Crafting Commons and Listening Space at Our Networks 2020
Our Networks is a conference about the past, present, and future of building our own network infrastructures. The event brings together enthusiasts, hardware and software hackers, researchers, organizers and more to collectively explore creative and critical engagements with the Internet and alternative infrastructures.
The topic this year was Growing Our Networks in Uncertain Times↔Places and I had the great opportunity to participate with two events, a roundtable discussion which we organized and moderated together with Gabrielle Benabdallah (DXARTS SoftLab collaborator and HCDE PhD student), as well as an online performance of our collective project Listening Space, with Audrey Briot.
Here’s some words about the two events and some documentation from the conference:
Crafting Commons: A round table on cybercraft networks
Craft practices rely on the exchange and transmission of techniques, technical skills, tacit and explicit knowledge about materials and methods but also on the circulation of common values and ethos, fostering shared mindsets and communities.
Many of these communities around the world are developing and passing on these technical and cultural legacies to fellow practitioners, creating cultural and intellectual commons in the same movement, by organizing autonomous conferences, camps, short residency programs, and working collaboratively bringing local and international networks together. This session proposes to bring several of these practitioners together to discuss what their practices create beyond artifacts, and how they contribute to establishing self-determined communities and to fostering commons.
Assignees: Afroditi Psarra, Gabrielle Benabdallah, Heidi Biggs, Audrey Briot, Shih Wei Chieh, Amor Muñoz, Constanza Piña, Melissa Aguilar.

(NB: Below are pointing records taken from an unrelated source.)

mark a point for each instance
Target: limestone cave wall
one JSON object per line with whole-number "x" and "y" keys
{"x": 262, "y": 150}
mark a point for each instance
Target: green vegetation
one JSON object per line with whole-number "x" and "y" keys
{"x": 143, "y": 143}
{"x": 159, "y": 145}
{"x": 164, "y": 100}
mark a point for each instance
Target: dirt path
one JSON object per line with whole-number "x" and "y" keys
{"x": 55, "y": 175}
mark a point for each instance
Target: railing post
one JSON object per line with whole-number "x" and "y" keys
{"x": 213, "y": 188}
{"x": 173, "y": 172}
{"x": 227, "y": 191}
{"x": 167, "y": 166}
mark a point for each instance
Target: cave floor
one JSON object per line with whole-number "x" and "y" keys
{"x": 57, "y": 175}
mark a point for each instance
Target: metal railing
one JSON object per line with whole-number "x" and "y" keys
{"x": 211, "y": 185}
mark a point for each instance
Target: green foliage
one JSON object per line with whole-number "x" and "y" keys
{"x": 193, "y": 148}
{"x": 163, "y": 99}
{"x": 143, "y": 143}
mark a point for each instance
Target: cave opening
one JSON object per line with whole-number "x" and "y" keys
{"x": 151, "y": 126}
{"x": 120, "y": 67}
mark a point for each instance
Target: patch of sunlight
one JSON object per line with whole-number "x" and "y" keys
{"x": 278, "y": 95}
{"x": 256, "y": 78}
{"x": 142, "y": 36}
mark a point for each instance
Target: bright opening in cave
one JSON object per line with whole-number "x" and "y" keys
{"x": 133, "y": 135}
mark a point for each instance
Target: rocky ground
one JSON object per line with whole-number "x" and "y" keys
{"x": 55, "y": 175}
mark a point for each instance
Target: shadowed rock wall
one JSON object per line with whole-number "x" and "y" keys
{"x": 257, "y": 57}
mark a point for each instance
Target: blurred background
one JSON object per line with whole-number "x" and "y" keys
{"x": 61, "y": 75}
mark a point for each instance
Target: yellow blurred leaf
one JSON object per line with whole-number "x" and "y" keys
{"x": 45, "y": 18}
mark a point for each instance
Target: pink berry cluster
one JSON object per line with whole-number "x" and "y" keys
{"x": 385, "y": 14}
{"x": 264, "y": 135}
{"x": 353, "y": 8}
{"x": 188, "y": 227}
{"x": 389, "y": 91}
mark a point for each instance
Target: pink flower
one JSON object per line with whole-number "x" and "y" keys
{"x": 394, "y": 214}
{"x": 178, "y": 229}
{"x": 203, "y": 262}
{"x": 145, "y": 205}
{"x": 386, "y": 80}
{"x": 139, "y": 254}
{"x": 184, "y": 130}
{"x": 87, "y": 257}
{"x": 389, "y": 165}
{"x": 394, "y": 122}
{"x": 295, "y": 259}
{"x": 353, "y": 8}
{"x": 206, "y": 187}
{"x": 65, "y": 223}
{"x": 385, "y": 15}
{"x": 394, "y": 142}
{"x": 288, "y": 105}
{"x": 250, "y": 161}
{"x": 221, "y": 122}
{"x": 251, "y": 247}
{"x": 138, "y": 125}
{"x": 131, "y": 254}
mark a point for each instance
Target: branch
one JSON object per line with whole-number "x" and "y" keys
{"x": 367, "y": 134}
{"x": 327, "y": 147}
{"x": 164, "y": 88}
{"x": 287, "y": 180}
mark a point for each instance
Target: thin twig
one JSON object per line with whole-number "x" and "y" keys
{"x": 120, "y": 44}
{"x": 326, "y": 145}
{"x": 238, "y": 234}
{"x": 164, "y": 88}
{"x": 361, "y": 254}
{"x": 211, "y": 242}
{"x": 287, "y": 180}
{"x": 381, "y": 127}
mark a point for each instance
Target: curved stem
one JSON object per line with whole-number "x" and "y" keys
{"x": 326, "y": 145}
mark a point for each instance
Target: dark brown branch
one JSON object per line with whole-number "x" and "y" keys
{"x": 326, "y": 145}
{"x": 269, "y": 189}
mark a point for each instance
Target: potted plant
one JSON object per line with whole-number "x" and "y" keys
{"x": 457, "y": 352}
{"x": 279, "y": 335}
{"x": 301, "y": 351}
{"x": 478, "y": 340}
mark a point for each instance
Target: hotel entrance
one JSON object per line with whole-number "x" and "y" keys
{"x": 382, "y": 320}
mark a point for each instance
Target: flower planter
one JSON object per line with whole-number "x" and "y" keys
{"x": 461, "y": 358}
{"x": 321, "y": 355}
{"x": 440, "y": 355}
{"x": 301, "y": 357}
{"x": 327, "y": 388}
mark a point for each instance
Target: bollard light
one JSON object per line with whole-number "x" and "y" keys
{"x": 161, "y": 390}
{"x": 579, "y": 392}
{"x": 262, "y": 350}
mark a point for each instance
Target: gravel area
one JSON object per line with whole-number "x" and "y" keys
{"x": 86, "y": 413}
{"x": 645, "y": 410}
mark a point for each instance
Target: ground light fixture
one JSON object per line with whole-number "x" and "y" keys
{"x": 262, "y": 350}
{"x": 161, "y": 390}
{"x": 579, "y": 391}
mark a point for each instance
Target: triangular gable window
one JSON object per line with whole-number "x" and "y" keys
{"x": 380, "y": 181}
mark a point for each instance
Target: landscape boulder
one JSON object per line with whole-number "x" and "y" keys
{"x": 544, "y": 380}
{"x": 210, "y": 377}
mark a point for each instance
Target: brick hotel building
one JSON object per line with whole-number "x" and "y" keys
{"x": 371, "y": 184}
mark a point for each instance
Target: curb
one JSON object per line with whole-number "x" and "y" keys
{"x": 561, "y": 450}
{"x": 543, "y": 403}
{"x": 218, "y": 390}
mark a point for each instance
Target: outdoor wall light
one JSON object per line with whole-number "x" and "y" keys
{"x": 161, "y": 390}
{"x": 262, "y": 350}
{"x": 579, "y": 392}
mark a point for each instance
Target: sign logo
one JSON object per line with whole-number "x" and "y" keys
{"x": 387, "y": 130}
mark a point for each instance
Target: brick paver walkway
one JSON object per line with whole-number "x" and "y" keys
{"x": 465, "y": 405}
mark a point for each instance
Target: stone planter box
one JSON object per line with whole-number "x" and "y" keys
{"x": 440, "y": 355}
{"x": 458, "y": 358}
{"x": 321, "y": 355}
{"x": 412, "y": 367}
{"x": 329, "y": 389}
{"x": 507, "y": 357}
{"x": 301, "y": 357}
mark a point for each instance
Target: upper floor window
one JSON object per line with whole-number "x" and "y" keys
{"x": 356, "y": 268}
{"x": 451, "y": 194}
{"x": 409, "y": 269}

Here are some screenshots from the live stream:
Listening Space
Listening Space is an artistic research that explores transmission ecologies as a means of perceiving the surrounding environment beyond our human abilities. Conceptually the project seeks to define transmissions ecologies as raw material for artistic expression, to understand and re-imagine in poetic means, representations of audio and images broadcasted from space. The artists are creating cyber physical systems for sensing the invisible universe that surrounds us. By using open-source tools, DIY electronics, hardware hacking and digital crafts, they aim to approach art and science and create artifacts that explore the idea of citizen science. Specifically, by focusing on electromagnetic-field (EMF) and radio frequency (RF) detection, they aim to re-claim the depth of transmission ecologies, evolving at a higher rhythm than liveness, through our environment and bodies.
The aim of this performance is to share the process of listening, intercepting and decoding satellite data, and to make this process into a participatory experience. The participants will engage with software-defined radio techniques, will learn about DIY antennas, and RF sensing. The satellite transmissions are sonic, and rhythmical so sound will be a prominent feature of the performance. Our ultimate goal is to plant the seeds on hacking telecommunication systems through diy techniques, initiate a discussion on transmission ecologies, and along the way, to create an immersive shared experience about the invisible information networks that surround us. Lastly, the recorded transmissions will be shared with the public both in a .wav and in a .png format as an archive of the lived experience, which they can further use/manipulate for other research and art practices.